Allan B. Wollaber, Edward W. Larsen, Jeffery D. Densmore
Nuclear Science and Engineering | Volume 173 | Number 3 | March 2013 | Pages 259-275
Technical Paper | doi.org/10.13182/NSE11-101
Articles are hosted by Taylor and Francis Online.
It is well known that temperature solutions of the Implicit Monte Carlo (IMC) equations can exceed the external boundary temperatures, a violation of the “maximum principle.” Previous attempts to prescribe a maximum value of the time-step size Δt that is sufficient to eliminate these violations have recommended a Δt that is typically too small to be used in practice and that appeared to be much too conservative when compared to the actual Δt required to prevent maximum principle violations in numerical solutions of the IMC equations. In this paper we derive a new, approximate estimator for the maximum time-step size that includes the spatial-grid size Δx of the temperature field.

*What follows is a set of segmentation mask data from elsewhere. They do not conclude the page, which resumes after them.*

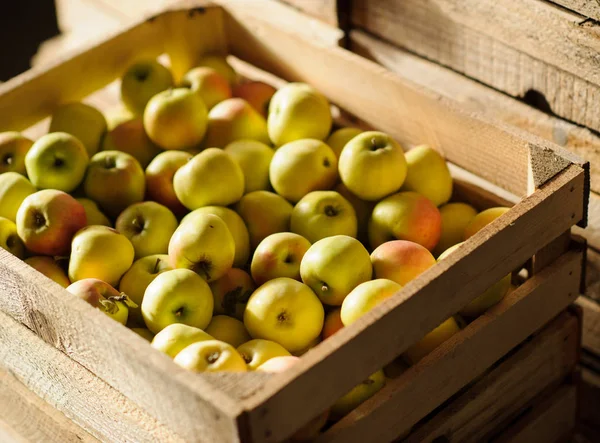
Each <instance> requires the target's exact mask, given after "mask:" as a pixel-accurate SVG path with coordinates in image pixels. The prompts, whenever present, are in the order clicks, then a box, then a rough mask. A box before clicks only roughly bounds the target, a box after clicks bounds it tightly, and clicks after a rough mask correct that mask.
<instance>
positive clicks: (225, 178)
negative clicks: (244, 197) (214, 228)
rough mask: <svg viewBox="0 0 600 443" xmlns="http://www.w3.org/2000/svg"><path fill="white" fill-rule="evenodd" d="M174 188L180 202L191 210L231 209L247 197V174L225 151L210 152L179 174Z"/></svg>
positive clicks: (177, 176)
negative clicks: (216, 207)
mask: <svg viewBox="0 0 600 443" xmlns="http://www.w3.org/2000/svg"><path fill="white" fill-rule="evenodd" d="M225 183H226V184H227V186H224V184H225ZM173 188H174V189H175V195H176V196H177V199H178V200H179V201H180V202H181V203H182V204H183V205H184V206H185V207H186V208H188V209H191V210H193V209H198V208H201V207H202V206H210V205H218V206H228V205H231V204H233V203H235V202H237V201H238V200H239V199H240V198H242V195H244V173H243V172H242V168H240V165H238V164H237V162H236V161H235V160H234V159H233V158H232V157H231V156H230V155H229V154H227V153H226V152H225V151H223V150H222V149H218V148H208V149H206V150H204V151H202V152H201V153H200V154H198V155H196V156H194V158H192V159H191V160H190V161H189V162H187V163H186V164H185V165H183V166H182V167H181V168H179V169H178V170H177V172H176V173H175V176H174V177H173Z"/></svg>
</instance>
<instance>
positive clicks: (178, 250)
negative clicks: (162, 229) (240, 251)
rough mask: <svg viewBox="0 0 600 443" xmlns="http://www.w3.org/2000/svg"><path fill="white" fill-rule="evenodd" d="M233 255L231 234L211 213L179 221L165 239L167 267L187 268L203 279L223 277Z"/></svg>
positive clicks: (232, 261) (233, 257)
mask: <svg viewBox="0 0 600 443" xmlns="http://www.w3.org/2000/svg"><path fill="white" fill-rule="evenodd" d="M234 257H235V241H234V239H233V236H232V235H231V232H229V229H228V228H227V224H225V222H224V221H223V220H222V219H221V218H220V217H217V216H216V215H213V214H198V215H197V216H194V217H193V218H190V219H188V220H187V221H186V222H185V223H181V224H180V225H179V227H178V228H177V229H176V230H175V233H174V234H173V236H172V237H171V241H170V242H169V261H170V263H171V266H172V267H173V268H185V269H191V270H192V271H194V272H196V273H197V274H198V275H200V276H201V277H202V278H203V279H204V280H206V281H207V282H211V281H214V280H218V279H219V278H221V277H222V276H224V275H225V273H226V272H227V271H228V270H229V269H230V268H231V267H232V265H233V260H234ZM211 299H212V297H211ZM211 309H212V307H211Z"/></svg>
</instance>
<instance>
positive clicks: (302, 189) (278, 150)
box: [269, 139, 338, 203]
mask: <svg viewBox="0 0 600 443" xmlns="http://www.w3.org/2000/svg"><path fill="white" fill-rule="evenodd" d="M337 178H338V173H337V158H336V157H335V154H334V153H333V151H332V150H331V148H330V147H329V146H327V145H326V144H325V143H323V142H322V141H319V140H315V139H302V140H297V141H294V142H291V143H287V144H285V145H283V146H281V147H280V148H279V149H278V150H277V151H275V155H274V156H273V159H272V160H271V165H270V166H269V179H270V180H271V185H272V186H273V189H275V191H276V192H277V193H278V194H279V195H281V196H282V197H284V198H286V199H287V200H289V201H291V202H292V203H296V202H298V201H299V200H300V199H301V198H302V197H304V196H305V195H306V194H308V193H309V192H312V191H319V190H328V189H331V188H333V187H334V186H335V182H336V180H337Z"/></svg>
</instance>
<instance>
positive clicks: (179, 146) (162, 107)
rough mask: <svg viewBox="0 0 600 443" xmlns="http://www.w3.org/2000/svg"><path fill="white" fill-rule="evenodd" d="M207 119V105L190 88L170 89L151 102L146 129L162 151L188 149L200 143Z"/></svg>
mask: <svg viewBox="0 0 600 443" xmlns="http://www.w3.org/2000/svg"><path fill="white" fill-rule="evenodd" d="M207 119H208V111H207V109H206V105H205V104H204V102H203V101H202V99H201V98H200V97H199V96H198V95H197V94H196V93H195V92H193V91H191V90H190V89H187V88H175V89H167V90H166V91H163V92H160V93H158V94H156V95H155V96H154V97H152V99H150V101H149V102H148V105H147V106H146V110H145V111H144V129H145V130H146V133H147V134H148V137H150V140H152V141H153V142H154V143H156V144H157V145H158V146H160V147H161V148H163V149H178V150H185V149H189V148H193V147H195V146H198V145H199V144H200V142H201V141H202V139H203V138H204V134H205V133H206V125H207Z"/></svg>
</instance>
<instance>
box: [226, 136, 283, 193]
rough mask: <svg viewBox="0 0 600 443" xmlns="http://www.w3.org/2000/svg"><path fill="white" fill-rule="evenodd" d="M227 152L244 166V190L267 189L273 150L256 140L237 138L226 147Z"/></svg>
mask: <svg viewBox="0 0 600 443" xmlns="http://www.w3.org/2000/svg"><path fill="white" fill-rule="evenodd" d="M225 152H227V153H228V154H229V155H230V156H231V157H232V158H233V159H234V160H235V161H236V162H237V164H238V165H240V168H242V172H243V173H244V192H245V193H249V192H252V191H266V190H268V189H269V188H270V187H271V184H270V183H269V166H270V165H271V159H272V158H273V155H274V152H273V150H272V149H271V148H270V147H269V146H267V145H265V144H264V143H262V142H259V141H256V140H248V139H246V140H237V141H234V142H232V143H229V144H228V145H227V146H226V147H225Z"/></svg>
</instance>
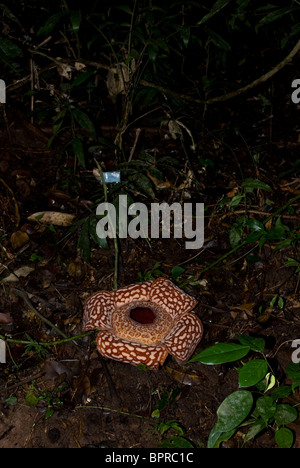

We also provide exact necessary and sufficient conditions on the maximum time-step size that are easier to calculate. These explicitly demonstrate that the effect of coarsening Δx is to reduce the limitation on Δt. This helps explain the overly conservative nature of the earlier, grid-independent results. We demonstrate that the new time-step restriction is a much more accurate predictor of violations of the maximum principle. We discuss how the implications of the new, grid-dependent time-step restriction can affect IMC solution algorithms.